東京都港区はグラファー協力のもと、2026年1月13日から区役所の電話応対業務にAIエージェント「Graffer AI オペレーター」を導入した実証実験を開始する。本実験は芝地区総合支所の区民課を対象に、2月28日まで実施される。

今回の取り組みは、「人と生成AIの協働による、区役所の電話応対のDX」を目的としている。住民票、戸籍、マイナンバーカード、児童手当など、区民課への幅広い問い合わせ電話に対し、AIが質問内容を認識し、自動で回答できるものは応答する。AIで応答が困難な内容は、受付内容を引き継いだ上で職員に転送する仕組みとした。実証期間中は、区民が無料で利用できる「0120」から始まる専用番号も設けられている。

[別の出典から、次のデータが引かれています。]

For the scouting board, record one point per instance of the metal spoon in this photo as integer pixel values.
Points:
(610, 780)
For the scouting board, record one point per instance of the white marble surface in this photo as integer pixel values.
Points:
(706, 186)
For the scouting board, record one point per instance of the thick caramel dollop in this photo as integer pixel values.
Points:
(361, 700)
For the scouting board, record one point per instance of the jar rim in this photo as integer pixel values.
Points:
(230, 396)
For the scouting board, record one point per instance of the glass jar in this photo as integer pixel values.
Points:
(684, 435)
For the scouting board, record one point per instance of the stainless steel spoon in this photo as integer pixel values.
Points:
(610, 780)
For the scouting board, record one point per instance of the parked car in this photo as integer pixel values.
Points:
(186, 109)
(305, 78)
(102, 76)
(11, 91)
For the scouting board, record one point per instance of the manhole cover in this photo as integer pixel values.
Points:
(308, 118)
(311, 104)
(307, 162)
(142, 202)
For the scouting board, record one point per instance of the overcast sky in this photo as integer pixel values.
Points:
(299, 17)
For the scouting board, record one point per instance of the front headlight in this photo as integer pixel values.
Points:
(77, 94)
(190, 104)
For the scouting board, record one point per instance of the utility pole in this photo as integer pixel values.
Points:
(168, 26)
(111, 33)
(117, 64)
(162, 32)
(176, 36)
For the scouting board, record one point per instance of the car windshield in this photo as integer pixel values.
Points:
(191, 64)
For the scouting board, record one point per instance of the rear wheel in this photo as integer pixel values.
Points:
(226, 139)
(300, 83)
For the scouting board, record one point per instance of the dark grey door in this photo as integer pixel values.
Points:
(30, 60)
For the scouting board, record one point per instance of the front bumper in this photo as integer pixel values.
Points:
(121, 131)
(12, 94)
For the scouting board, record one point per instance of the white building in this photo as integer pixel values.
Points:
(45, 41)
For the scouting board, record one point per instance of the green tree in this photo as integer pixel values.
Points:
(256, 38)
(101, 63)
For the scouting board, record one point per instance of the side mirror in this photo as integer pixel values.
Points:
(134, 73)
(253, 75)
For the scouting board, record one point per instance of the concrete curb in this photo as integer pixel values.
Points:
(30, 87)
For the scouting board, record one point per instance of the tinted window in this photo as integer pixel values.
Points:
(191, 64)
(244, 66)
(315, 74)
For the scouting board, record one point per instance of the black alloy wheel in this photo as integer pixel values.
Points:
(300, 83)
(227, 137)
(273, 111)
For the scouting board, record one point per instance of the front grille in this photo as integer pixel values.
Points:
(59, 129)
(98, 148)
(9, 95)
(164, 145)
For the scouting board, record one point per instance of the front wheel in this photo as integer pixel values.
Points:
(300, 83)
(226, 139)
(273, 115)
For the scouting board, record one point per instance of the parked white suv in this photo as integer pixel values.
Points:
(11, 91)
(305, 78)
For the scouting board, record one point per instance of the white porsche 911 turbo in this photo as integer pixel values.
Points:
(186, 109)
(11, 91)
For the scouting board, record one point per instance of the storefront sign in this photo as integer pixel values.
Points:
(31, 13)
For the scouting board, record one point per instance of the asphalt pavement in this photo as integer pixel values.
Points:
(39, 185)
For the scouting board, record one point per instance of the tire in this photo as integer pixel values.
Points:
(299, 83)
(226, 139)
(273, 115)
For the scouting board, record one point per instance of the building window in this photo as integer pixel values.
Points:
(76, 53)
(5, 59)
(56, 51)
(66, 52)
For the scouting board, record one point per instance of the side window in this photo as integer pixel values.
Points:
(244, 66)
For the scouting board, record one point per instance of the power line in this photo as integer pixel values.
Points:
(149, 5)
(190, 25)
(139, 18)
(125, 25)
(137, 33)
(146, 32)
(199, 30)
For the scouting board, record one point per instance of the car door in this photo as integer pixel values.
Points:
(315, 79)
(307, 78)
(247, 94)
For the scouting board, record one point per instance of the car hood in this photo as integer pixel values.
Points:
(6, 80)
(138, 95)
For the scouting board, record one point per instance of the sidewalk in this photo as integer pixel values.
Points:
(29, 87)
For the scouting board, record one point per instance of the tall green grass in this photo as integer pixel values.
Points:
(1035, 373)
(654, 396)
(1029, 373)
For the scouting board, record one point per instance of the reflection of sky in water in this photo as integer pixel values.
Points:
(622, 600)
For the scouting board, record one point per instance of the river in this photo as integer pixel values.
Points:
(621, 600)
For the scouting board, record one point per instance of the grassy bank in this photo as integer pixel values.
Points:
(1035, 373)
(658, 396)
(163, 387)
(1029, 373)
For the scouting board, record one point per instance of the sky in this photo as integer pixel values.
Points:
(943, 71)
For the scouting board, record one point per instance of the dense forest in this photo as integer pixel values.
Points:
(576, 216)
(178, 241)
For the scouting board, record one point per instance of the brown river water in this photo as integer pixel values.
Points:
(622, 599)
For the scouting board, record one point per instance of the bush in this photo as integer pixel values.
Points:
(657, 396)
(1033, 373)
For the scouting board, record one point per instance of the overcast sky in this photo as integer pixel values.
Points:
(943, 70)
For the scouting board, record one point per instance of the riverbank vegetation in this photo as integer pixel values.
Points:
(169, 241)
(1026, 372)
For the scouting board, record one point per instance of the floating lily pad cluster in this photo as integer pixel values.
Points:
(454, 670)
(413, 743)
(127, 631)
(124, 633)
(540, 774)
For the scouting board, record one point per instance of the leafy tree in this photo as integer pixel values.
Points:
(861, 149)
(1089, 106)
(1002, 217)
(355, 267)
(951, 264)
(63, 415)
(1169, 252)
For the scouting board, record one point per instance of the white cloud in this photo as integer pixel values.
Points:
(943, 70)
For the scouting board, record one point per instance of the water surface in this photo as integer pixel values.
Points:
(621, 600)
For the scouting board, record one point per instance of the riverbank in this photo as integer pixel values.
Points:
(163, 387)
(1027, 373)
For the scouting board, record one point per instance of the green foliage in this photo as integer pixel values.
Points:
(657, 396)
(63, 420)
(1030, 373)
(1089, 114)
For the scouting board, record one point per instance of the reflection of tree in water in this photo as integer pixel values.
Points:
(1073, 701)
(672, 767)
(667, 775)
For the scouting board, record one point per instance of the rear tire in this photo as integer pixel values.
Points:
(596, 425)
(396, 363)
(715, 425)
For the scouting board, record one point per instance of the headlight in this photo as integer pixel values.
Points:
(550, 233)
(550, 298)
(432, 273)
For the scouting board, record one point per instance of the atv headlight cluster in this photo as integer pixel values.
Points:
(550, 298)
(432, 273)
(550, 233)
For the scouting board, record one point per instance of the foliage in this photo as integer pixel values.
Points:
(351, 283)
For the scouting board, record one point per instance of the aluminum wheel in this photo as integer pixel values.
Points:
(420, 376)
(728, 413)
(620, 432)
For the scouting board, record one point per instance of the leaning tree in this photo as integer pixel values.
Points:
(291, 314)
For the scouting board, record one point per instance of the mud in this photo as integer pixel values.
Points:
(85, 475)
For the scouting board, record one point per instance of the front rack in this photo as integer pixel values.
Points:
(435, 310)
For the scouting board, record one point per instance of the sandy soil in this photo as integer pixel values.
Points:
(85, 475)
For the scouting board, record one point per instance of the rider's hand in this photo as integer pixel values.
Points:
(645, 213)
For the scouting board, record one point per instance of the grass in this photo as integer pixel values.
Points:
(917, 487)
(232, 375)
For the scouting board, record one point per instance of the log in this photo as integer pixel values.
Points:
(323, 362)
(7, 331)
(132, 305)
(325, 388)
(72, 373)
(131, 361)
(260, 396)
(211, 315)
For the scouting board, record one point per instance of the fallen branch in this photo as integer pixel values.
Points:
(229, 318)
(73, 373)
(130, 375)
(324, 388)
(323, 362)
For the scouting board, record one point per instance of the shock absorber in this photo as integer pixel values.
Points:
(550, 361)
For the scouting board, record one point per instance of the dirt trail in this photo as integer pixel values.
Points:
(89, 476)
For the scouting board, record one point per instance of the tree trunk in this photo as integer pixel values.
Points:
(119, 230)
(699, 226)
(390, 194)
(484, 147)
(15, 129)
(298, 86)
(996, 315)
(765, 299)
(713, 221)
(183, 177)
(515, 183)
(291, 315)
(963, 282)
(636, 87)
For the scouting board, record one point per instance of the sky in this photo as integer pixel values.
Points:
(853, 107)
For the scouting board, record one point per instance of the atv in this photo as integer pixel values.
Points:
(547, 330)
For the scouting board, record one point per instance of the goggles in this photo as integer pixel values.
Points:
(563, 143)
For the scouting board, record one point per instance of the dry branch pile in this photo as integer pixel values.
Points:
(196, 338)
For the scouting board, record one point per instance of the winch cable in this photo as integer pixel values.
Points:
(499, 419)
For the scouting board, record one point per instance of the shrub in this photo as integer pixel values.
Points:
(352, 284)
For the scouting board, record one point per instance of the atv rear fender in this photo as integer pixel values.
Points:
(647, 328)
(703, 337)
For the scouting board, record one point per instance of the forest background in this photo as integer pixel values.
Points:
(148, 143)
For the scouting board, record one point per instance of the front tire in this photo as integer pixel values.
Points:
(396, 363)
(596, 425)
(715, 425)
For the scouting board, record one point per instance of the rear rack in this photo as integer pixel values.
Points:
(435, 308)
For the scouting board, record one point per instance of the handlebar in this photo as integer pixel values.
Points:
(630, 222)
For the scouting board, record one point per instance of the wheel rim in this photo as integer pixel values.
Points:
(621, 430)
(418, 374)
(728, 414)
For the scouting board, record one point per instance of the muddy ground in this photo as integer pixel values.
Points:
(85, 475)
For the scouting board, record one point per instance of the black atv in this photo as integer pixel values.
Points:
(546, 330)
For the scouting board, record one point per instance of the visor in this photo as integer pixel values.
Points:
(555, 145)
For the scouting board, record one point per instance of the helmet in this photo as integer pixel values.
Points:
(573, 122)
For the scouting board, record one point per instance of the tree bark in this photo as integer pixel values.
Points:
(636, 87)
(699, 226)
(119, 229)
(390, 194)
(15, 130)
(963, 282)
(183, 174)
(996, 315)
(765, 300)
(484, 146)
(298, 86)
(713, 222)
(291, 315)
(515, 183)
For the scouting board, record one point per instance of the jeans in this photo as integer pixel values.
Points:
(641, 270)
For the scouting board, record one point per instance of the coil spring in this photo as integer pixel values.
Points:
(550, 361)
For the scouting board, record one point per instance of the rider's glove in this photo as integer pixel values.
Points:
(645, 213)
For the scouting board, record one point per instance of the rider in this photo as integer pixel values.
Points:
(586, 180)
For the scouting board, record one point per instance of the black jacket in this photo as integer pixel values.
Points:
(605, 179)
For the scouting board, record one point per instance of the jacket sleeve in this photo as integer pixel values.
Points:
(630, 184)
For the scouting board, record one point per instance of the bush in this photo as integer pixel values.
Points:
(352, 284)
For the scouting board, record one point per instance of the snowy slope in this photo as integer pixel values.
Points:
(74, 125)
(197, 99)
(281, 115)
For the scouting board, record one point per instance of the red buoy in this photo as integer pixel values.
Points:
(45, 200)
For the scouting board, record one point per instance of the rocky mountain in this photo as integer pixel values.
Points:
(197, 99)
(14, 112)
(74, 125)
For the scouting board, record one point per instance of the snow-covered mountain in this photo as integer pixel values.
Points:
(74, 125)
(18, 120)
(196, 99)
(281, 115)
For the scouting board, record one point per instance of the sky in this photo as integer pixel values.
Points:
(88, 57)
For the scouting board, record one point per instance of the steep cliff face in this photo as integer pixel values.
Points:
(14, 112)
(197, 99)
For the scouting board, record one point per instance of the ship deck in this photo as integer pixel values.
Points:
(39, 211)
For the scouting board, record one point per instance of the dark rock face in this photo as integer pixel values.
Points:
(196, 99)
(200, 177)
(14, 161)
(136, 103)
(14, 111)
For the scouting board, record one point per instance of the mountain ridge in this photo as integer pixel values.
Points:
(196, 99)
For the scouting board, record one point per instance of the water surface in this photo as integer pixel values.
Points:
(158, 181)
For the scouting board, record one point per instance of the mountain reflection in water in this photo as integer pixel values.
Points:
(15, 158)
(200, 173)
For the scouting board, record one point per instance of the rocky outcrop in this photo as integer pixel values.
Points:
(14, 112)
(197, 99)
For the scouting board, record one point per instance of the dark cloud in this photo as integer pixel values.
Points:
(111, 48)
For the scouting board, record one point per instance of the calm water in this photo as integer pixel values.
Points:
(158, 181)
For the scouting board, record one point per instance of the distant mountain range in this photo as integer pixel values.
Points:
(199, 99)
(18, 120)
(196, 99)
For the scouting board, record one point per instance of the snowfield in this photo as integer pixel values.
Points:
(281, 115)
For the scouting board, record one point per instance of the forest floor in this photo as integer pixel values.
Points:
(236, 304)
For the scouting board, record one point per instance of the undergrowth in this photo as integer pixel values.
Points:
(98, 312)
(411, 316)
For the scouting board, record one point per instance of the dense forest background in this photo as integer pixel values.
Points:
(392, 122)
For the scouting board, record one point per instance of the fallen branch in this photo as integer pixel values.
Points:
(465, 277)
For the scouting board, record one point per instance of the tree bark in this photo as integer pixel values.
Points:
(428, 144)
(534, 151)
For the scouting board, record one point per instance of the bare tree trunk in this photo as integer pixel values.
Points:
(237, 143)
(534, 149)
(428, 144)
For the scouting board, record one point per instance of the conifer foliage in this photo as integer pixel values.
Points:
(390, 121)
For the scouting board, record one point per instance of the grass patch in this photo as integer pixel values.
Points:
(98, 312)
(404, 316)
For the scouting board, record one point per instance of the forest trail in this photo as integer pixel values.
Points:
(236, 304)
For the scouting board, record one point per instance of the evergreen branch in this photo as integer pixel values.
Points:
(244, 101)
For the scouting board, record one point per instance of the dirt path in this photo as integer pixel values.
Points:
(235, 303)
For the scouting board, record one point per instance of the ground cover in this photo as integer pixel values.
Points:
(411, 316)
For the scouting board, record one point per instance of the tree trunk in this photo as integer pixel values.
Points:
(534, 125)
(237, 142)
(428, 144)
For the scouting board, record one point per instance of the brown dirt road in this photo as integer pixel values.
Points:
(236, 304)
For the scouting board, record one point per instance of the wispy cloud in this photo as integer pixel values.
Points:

この実験は、「令和7年度 みなと新技術チャレンジ提案制度」を通じて実施されている。グラファーによると、実験ではAIによる回答の精度や、職員へ転送する流れの有効性を検証。結果をもとに、区民が相談しやすく職員が業務に集中できる最適な窓口体制の構築や、本格導入に繋げることを視野に入れている。
「Graffer AI オペレーター」は、事前登録されたナレッジベースに基づいて会話内容を認識・応答し、会話ログの要約や文字起こし機能も持つ。今後も行政窓口の効率化やサービス向上を目指す動きが広がるとみられる。